Cell Surface Staining for Live Cells using Flow Cytometry

1. Collect cells and wash with PBS.
2. Count cells.
3. Pellet cells so that 50 μL will contain the desired number of cells for staining. Typically, 5 × 10⁵ – 1 × 10⁶ cells are used per sample.
4. Wash cells in flow staining buffer.
5. Resuspend cells at 1 × 10⁷ cells/mL in flow staining buffer containing blocking agent.
   1. Option 1: Fc block: Block cells using IgG Fc Fragment (P80-104).
      • Add 1 μg (1 μL) for each 10⁶ cells.
      • Incubate at room temperature for 10 minutes.
   2. Option 2: Normal Serum: If performing indirect staining, use serum from the animal the secondary antibody is derived. (Often goat serum or calf serum is used.)
      • Dilute serum to a final concentration of 5% normal serum.
      • Incubate on ice for 30 minutes.
6. Dilute primary antibody in 50 μL of flow staining buffer.
7. Add 50 μL of antibody solution with the 50 μL of cell suspension for a final volume of 100 μL.
8. Incubate on ice for 30 minutes.

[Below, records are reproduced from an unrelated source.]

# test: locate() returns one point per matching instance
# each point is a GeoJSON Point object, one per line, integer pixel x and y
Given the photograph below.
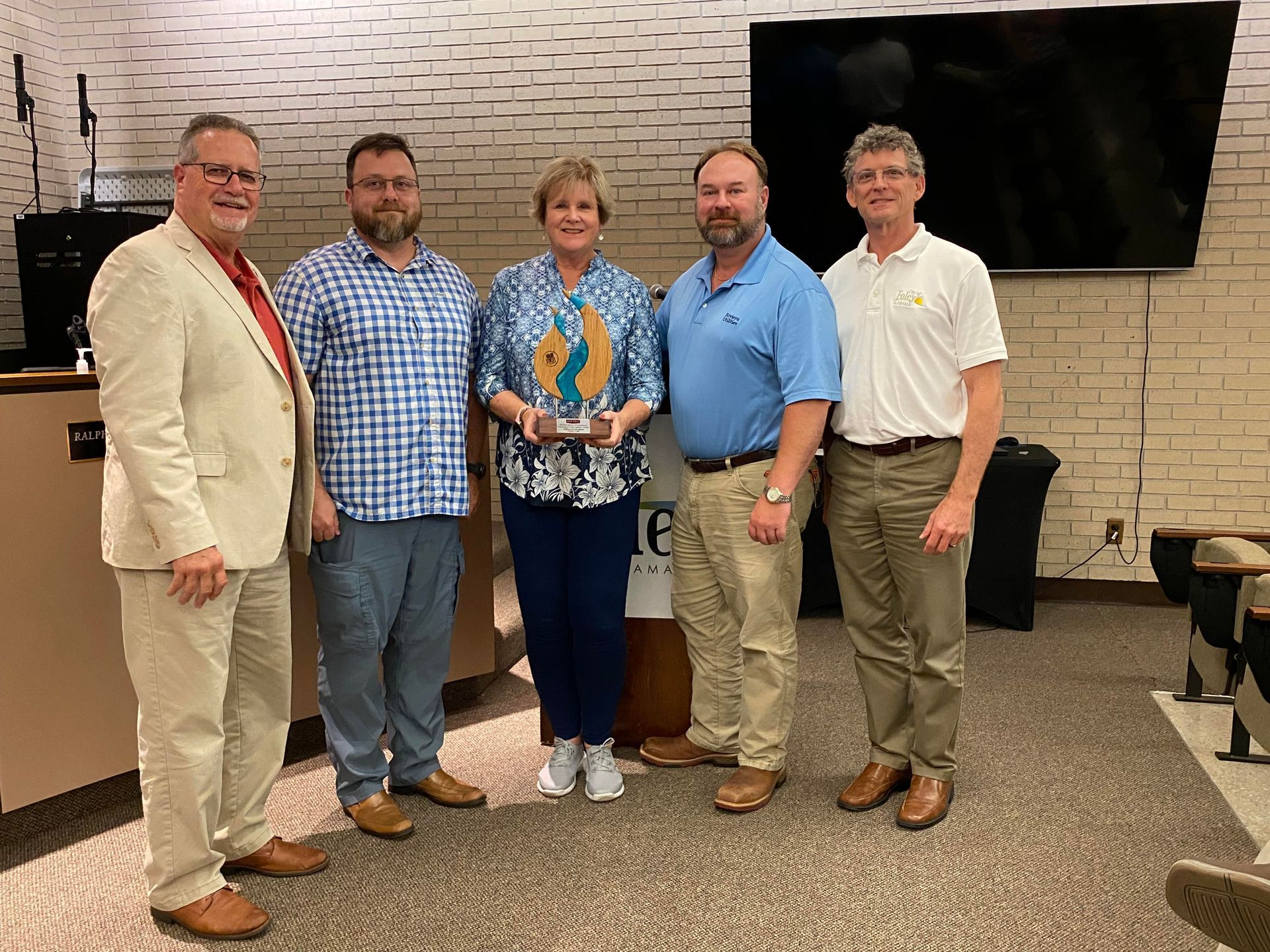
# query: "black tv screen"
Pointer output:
{"type": "Point", "coordinates": [1054, 140]}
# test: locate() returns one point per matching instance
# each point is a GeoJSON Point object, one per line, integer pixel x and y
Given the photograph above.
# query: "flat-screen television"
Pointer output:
{"type": "Point", "coordinates": [1054, 140]}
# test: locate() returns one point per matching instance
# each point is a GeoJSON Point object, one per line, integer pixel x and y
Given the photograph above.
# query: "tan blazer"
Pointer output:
{"type": "Point", "coordinates": [206, 444]}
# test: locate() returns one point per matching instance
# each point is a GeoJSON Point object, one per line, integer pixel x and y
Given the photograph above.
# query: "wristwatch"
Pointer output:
{"type": "Point", "coordinates": [775, 496]}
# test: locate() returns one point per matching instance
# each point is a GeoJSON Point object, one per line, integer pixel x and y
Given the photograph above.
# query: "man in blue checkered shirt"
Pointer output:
{"type": "Point", "coordinates": [386, 332]}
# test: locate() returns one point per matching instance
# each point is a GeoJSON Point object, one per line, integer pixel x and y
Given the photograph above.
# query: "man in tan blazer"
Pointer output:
{"type": "Point", "coordinates": [208, 481]}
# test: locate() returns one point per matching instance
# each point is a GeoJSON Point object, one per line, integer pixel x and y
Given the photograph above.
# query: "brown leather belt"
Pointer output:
{"type": "Point", "coordinates": [730, 461]}
{"type": "Point", "coordinates": [900, 446]}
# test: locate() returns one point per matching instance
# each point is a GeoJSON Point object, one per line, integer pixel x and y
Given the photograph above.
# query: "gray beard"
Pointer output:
{"type": "Point", "coordinates": [730, 235]}
{"type": "Point", "coordinates": [385, 231]}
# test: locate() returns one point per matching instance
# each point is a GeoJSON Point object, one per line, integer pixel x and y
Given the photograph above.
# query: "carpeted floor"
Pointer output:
{"type": "Point", "coordinates": [1074, 799]}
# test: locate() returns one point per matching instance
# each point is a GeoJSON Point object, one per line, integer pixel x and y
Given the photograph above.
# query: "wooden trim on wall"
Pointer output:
{"type": "Point", "coordinates": [1115, 592]}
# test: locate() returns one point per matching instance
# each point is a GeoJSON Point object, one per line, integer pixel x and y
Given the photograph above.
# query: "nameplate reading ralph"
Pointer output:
{"type": "Point", "coordinates": [85, 441]}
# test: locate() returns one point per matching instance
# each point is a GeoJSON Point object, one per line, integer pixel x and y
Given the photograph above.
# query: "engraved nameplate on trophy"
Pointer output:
{"type": "Point", "coordinates": [574, 376]}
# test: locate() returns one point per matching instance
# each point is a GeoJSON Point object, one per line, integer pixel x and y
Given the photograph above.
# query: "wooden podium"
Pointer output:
{"type": "Point", "coordinates": [658, 688]}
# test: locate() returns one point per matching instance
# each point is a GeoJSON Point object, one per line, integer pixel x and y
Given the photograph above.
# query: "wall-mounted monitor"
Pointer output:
{"type": "Point", "coordinates": [1054, 140]}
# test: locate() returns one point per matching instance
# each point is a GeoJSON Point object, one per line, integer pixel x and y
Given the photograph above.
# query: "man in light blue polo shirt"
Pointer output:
{"type": "Point", "coordinates": [752, 340]}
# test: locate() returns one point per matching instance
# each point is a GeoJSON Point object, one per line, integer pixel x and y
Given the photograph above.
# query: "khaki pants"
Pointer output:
{"type": "Point", "coordinates": [737, 602]}
{"type": "Point", "coordinates": [214, 692]}
{"type": "Point", "coordinates": [905, 610]}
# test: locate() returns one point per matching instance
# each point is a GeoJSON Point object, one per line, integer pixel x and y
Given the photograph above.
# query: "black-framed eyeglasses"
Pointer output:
{"type": "Point", "coordinates": [376, 184]}
{"type": "Point", "coordinates": [222, 175]}
{"type": "Point", "coordinates": [892, 173]}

If the primary antibody is conjugated to a fluorophore, make sure the incubation is performed in the dark.
9. Wash cells with flow staining buffer.
10. Repeat wash.
11. If using an unconjugated primary antibody:
    • Dilute your secondary antibody in 100 μL/sample.
    • Add 100 μL of secondary antibody to each sample.

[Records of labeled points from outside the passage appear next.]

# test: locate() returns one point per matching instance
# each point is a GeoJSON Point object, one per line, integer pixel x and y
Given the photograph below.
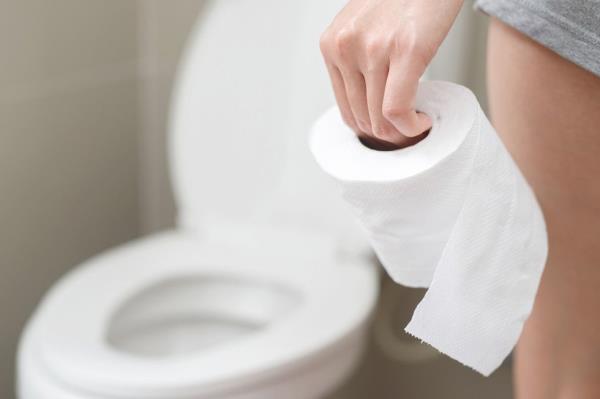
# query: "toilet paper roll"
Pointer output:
{"type": "Point", "coordinates": [452, 213]}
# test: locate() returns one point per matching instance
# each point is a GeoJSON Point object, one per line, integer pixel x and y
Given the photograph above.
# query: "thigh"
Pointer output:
{"type": "Point", "coordinates": [547, 111]}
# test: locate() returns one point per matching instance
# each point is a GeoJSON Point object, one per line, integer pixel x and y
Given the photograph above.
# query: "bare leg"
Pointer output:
{"type": "Point", "coordinates": [547, 111]}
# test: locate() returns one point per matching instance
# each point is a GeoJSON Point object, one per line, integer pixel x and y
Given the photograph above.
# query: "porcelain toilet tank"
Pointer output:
{"type": "Point", "coordinates": [265, 288]}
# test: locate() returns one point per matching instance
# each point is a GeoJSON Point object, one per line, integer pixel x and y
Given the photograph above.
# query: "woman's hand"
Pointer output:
{"type": "Point", "coordinates": [376, 51]}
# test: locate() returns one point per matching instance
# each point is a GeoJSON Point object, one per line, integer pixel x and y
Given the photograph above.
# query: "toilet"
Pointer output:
{"type": "Point", "coordinates": [265, 287]}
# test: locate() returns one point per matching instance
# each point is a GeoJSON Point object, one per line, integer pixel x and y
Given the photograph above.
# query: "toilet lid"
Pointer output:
{"type": "Point", "coordinates": [250, 85]}
{"type": "Point", "coordinates": [69, 332]}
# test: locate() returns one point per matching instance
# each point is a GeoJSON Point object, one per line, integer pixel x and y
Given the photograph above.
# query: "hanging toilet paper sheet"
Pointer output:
{"type": "Point", "coordinates": [452, 213]}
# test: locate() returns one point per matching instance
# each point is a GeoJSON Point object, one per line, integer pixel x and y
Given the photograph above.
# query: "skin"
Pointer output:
{"type": "Point", "coordinates": [375, 52]}
{"type": "Point", "coordinates": [547, 111]}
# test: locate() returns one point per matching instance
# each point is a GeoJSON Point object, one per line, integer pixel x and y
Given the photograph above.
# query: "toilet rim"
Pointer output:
{"type": "Point", "coordinates": [64, 344]}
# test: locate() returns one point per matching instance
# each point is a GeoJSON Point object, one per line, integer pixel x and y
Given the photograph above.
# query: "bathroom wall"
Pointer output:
{"type": "Point", "coordinates": [163, 28]}
{"type": "Point", "coordinates": [68, 146]}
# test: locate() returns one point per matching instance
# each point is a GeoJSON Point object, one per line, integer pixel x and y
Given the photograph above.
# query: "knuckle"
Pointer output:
{"type": "Point", "coordinates": [374, 47]}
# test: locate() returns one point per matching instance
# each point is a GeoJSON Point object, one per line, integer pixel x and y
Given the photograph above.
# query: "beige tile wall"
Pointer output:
{"type": "Point", "coordinates": [80, 79]}
{"type": "Point", "coordinates": [68, 146]}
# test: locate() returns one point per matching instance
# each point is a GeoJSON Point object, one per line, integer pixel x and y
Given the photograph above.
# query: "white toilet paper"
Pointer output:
{"type": "Point", "coordinates": [452, 213]}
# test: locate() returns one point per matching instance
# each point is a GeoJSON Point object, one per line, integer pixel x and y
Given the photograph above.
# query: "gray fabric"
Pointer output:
{"type": "Point", "coordinates": [571, 28]}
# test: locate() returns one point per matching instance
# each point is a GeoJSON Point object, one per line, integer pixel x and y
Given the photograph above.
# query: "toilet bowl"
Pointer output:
{"type": "Point", "coordinates": [265, 288]}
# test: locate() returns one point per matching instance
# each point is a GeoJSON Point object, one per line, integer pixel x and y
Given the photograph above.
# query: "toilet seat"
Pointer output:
{"type": "Point", "coordinates": [75, 351]}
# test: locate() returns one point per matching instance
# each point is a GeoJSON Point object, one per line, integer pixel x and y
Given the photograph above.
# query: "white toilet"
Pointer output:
{"type": "Point", "coordinates": [265, 288]}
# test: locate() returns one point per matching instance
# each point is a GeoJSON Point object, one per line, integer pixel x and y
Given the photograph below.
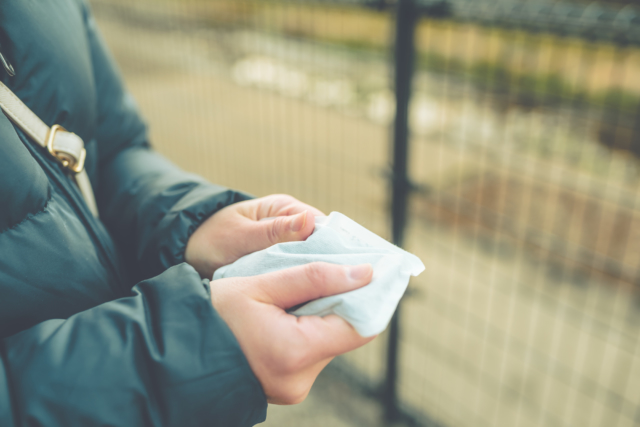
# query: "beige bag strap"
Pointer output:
{"type": "Point", "coordinates": [66, 147]}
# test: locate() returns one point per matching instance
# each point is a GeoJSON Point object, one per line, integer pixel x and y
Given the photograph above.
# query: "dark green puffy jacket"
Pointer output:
{"type": "Point", "coordinates": [101, 321]}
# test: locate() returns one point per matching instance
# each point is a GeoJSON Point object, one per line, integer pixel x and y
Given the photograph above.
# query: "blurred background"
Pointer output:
{"type": "Point", "coordinates": [498, 140]}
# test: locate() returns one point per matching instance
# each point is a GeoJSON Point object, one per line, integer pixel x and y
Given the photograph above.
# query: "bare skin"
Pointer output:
{"type": "Point", "coordinates": [286, 353]}
{"type": "Point", "coordinates": [240, 229]}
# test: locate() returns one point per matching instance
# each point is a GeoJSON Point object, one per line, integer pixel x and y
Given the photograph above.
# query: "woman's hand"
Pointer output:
{"type": "Point", "coordinates": [237, 230]}
{"type": "Point", "coordinates": [286, 353]}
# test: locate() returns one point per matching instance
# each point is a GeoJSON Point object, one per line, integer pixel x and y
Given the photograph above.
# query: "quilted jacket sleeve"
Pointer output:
{"type": "Point", "coordinates": [150, 205]}
{"type": "Point", "coordinates": [161, 357]}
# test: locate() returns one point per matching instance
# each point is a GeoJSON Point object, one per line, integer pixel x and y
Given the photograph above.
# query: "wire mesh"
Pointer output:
{"type": "Point", "coordinates": [525, 142]}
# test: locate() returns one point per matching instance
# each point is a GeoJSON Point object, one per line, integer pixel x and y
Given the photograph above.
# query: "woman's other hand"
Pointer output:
{"type": "Point", "coordinates": [247, 227]}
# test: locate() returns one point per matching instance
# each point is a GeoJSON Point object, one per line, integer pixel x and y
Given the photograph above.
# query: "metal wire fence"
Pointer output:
{"type": "Point", "coordinates": [522, 128]}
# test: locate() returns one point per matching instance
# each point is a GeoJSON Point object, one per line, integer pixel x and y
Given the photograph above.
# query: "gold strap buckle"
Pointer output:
{"type": "Point", "coordinates": [68, 161]}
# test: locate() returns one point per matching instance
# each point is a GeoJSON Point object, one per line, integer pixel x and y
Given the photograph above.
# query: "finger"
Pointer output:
{"type": "Point", "coordinates": [292, 228]}
{"type": "Point", "coordinates": [292, 286]}
{"type": "Point", "coordinates": [298, 384]}
{"type": "Point", "coordinates": [329, 336]}
{"type": "Point", "coordinates": [283, 205]}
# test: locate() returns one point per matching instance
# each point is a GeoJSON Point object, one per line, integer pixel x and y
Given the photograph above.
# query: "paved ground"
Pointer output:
{"type": "Point", "coordinates": [493, 335]}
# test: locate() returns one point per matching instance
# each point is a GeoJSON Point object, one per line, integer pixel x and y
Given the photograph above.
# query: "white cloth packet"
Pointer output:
{"type": "Point", "coordinates": [340, 240]}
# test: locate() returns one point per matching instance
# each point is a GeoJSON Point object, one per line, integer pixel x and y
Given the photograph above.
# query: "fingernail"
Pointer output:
{"type": "Point", "coordinates": [359, 272]}
{"type": "Point", "coordinates": [298, 222]}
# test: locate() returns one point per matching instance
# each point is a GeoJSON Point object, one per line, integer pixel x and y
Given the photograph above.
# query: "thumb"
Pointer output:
{"type": "Point", "coordinates": [292, 286]}
{"type": "Point", "coordinates": [292, 228]}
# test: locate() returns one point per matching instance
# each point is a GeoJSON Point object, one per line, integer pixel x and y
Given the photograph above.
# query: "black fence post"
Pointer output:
{"type": "Point", "coordinates": [404, 52]}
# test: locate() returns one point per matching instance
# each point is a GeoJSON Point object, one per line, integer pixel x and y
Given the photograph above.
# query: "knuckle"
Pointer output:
{"type": "Point", "coordinates": [274, 230]}
{"type": "Point", "coordinates": [293, 361]}
{"type": "Point", "coordinates": [317, 272]}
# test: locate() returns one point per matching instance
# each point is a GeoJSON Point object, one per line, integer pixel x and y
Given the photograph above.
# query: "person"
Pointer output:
{"type": "Point", "coordinates": [113, 320]}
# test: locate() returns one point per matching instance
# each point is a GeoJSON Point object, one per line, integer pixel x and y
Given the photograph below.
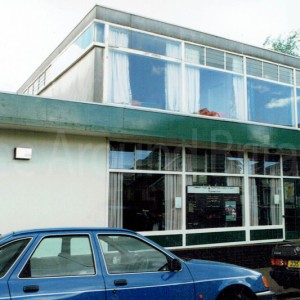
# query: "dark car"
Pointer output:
{"type": "Point", "coordinates": [90, 264]}
{"type": "Point", "coordinates": [285, 263]}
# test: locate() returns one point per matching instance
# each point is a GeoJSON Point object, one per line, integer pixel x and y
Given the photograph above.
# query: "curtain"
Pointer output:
{"type": "Point", "coordinates": [192, 75]}
{"type": "Point", "coordinates": [115, 205]}
{"type": "Point", "coordinates": [119, 76]}
{"type": "Point", "coordinates": [238, 105]}
{"type": "Point", "coordinates": [253, 201]}
{"type": "Point", "coordinates": [172, 190]}
{"type": "Point", "coordinates": [172, 79]}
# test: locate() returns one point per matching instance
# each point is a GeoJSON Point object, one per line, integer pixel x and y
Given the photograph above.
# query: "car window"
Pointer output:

    • Incubate on ice for 30 minutes.
    • Wash cells twice with flow staining buffer.
12. Resuspend cells in at least 200 μL flow staining buffer.
13. Analyze cells on the flow cytometer as soon as possible.

Notes:

• All centrifugations were performed at 300 × g for 5 minutes.
• If it will be an hour or more before you can analyze your cells, you may need to fix the cells.